Apologies for any confusion, I'm new to all of this and didn't know what double NAT-ed even meant. After looking it up, it seems that it has to do with two routers being present? If that's the case, I don't have any routers connected to the FW4B - just the RJ45 to the computer and the power cable. Yesterday I briefly connected the FW4B to the internet (WAN to router) to check for updates. The changeset came up but I am not sure if it actually updated since I didn't see any confirmation. I have rebooted the device multiple times since then and the device has remained disconnected from my router. Don't know if this could make any difference.

When you say to Change the Lan Interface to 192.168.22.1/24, could you please clarify, are you asking to change...
1. Windows' IP from DHCP automatic to manual
2. "Option 1) - Assign interfaces" this seems to only be for changing the assigned RJ45 ports to my understanding.
3. "Option 2) Set interface IP address" in the OPNsense interface

I have once again set the interfaces as is recommended in the Protectli guide: https://kb.protectli.com/kb/how-to-install-opnsense-on-the-vault (WAN = igb0    LAN = igb1   OPT1 = igb2   OPT2 = igb3   N/A   N/A)

I tried "Option 2) Set interface IP address" but am not sure what to enter after the IPV4 upstream gateway addresses prompt as shown in the attached image.

I've been following this guide: WAN = igb0    LAN = igb1   OPT1 = igb2   OPT2 = igb3   N/A   N/A
I just swapped LAN and WAN (WAN = igb1    LAN = igb0   OPT1 = igb2   OPT2 = igb3   N/A   N/A)
but I still can't connect to the web interface.

I just tried both methods but neither worked.
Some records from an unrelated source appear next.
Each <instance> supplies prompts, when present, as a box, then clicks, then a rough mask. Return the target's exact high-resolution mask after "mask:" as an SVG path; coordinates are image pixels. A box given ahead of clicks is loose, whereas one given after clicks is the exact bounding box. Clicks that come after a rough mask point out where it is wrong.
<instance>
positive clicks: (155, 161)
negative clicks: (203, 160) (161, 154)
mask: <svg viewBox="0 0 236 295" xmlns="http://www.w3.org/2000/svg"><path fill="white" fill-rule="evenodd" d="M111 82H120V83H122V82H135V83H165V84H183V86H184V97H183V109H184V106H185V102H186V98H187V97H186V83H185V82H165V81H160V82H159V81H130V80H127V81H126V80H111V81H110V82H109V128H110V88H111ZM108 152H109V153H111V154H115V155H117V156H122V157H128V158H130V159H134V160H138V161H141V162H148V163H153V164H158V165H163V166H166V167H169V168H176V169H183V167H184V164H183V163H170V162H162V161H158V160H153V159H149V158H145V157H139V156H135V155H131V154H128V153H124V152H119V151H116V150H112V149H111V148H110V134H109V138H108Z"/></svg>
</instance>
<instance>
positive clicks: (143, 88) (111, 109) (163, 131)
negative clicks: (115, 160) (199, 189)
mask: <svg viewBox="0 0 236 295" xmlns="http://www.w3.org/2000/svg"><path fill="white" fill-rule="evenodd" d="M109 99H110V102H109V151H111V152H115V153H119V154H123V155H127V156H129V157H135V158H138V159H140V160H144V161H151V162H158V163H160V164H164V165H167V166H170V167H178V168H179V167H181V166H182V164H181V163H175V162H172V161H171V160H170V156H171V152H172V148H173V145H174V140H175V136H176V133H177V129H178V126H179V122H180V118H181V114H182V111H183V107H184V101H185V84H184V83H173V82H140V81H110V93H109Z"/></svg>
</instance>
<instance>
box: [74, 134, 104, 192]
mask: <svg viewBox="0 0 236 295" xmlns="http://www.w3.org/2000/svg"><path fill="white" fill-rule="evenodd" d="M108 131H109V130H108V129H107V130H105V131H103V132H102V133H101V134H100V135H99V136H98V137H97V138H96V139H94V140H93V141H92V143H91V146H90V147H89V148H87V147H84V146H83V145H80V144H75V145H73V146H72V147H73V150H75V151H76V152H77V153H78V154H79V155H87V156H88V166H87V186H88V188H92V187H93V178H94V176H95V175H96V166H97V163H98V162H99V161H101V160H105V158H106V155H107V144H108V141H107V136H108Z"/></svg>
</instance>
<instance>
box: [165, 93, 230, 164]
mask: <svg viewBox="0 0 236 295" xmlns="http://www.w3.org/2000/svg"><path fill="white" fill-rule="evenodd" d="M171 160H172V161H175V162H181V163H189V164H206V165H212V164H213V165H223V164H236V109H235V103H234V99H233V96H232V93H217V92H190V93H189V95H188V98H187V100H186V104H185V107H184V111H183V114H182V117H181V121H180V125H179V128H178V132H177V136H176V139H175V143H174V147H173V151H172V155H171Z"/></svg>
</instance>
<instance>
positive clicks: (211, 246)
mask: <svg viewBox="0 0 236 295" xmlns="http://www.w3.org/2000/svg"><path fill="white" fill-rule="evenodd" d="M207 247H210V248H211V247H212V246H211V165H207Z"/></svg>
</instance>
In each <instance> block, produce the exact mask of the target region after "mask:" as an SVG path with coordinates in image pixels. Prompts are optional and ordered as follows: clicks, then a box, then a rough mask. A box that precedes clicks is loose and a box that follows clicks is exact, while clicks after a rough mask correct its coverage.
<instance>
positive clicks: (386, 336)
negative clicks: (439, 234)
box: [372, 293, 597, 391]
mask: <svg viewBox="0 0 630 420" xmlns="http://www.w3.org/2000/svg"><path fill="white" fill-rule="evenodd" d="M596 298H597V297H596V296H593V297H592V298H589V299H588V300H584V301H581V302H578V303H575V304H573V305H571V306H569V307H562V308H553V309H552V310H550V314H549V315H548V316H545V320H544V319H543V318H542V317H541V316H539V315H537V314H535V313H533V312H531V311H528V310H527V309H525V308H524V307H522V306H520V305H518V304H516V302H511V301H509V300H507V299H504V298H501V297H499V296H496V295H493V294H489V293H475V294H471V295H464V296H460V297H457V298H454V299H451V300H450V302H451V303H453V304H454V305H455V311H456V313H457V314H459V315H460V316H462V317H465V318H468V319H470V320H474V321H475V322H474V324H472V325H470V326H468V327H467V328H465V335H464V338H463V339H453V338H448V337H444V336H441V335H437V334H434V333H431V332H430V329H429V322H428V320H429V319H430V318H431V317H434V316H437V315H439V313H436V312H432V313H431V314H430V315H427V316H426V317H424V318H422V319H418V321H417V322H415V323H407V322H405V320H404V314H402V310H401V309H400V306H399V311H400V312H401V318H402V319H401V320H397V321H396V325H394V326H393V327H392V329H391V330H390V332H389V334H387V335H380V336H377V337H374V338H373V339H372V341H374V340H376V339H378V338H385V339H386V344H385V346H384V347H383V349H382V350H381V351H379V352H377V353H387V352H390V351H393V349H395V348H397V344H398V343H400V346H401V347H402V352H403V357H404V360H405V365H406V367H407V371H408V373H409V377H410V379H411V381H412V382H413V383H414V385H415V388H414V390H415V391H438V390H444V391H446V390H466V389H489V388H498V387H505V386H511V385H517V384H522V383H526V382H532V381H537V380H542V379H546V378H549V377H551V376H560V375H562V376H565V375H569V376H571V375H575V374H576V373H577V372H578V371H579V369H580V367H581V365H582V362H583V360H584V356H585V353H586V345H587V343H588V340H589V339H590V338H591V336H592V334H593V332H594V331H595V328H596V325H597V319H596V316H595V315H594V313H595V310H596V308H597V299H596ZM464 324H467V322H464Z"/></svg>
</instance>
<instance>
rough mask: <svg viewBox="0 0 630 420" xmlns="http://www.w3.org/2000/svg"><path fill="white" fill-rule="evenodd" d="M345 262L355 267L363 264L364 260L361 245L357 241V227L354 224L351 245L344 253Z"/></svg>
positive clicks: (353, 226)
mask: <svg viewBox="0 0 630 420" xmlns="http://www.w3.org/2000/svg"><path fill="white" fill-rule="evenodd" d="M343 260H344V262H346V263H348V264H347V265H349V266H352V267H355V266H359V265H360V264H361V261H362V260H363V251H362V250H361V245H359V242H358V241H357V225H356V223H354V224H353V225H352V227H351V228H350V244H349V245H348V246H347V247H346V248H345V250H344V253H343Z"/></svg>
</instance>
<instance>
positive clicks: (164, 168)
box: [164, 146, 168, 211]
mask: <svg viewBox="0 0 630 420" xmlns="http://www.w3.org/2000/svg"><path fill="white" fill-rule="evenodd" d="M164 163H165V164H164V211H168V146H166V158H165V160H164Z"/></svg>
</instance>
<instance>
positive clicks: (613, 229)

Since the Ethernet port on my computer only lights up when connected to any other port but the LAN, I thought that there might be something physically wrong the FW4B LAN port so I tried swapping the LAN and OPT1 assignments via option 1 in the interface but this didn't seem to change anything. Despite this, the LAN port stays lit up on the FW4B but never lights up the one on the computer, much less grant access to the web GUI.

Do you have any more ideas?

This was the result in Windows 11 on all four ports:

Pinging 192.168.1.1 with 32 bytes of data:
PING: transmit failed. General failure.
PING: transmit failed. General failure.
PING: transmit failed. General failure.
PING: transmit failed. General failure.

Ping statistics for 192.168.1.1:
    Packets: Sent = 4, Received = 0, Lost = 4 (100% loss),


How do I check with the WAN cable and see where I get an IP from the ISP?

I was previously using pfSense and just installed OPNsense on a Protectli FW4B twice but still when I plug any computer to its LAN port, the port stays lit on the FW4B but the RJ45 port doesn't light up on my computer and it doesn't detect the wire connection on the OS either. However, when I connect the computer to any of the other ports on the FW4B (OPT2, OPT1, or WAN), then the computer's I/O shield lights up on the RJ45 connection but it still doesn't allow me to connect. When I open up Brave or Mullvad browsers, I can't reach 192.168.1.1 – Brave says "This site can't be reached https://192.168.1.1/ is unreachable. RR_ADDRESS_UNREACHABLE."

I've tried to connect on two different computers, on Windows 10, 11, and Fedora Workstation Linux. The first time I installed I followed the instructions as stated on this guide: https://kb.protectli.com/kb/how-to-install-opnsense-on-the-vault. When connected via RJ45, my computers are able to connect to 192.168.1.1 on my ISP router and personal router without a problem.

How can I get the computer to recognize the connection so that I can access the OPNsense web browser GUI? I have attached a picture of the FW4B's interface confirming the IP assigned to LAN. Any help is much appreciated!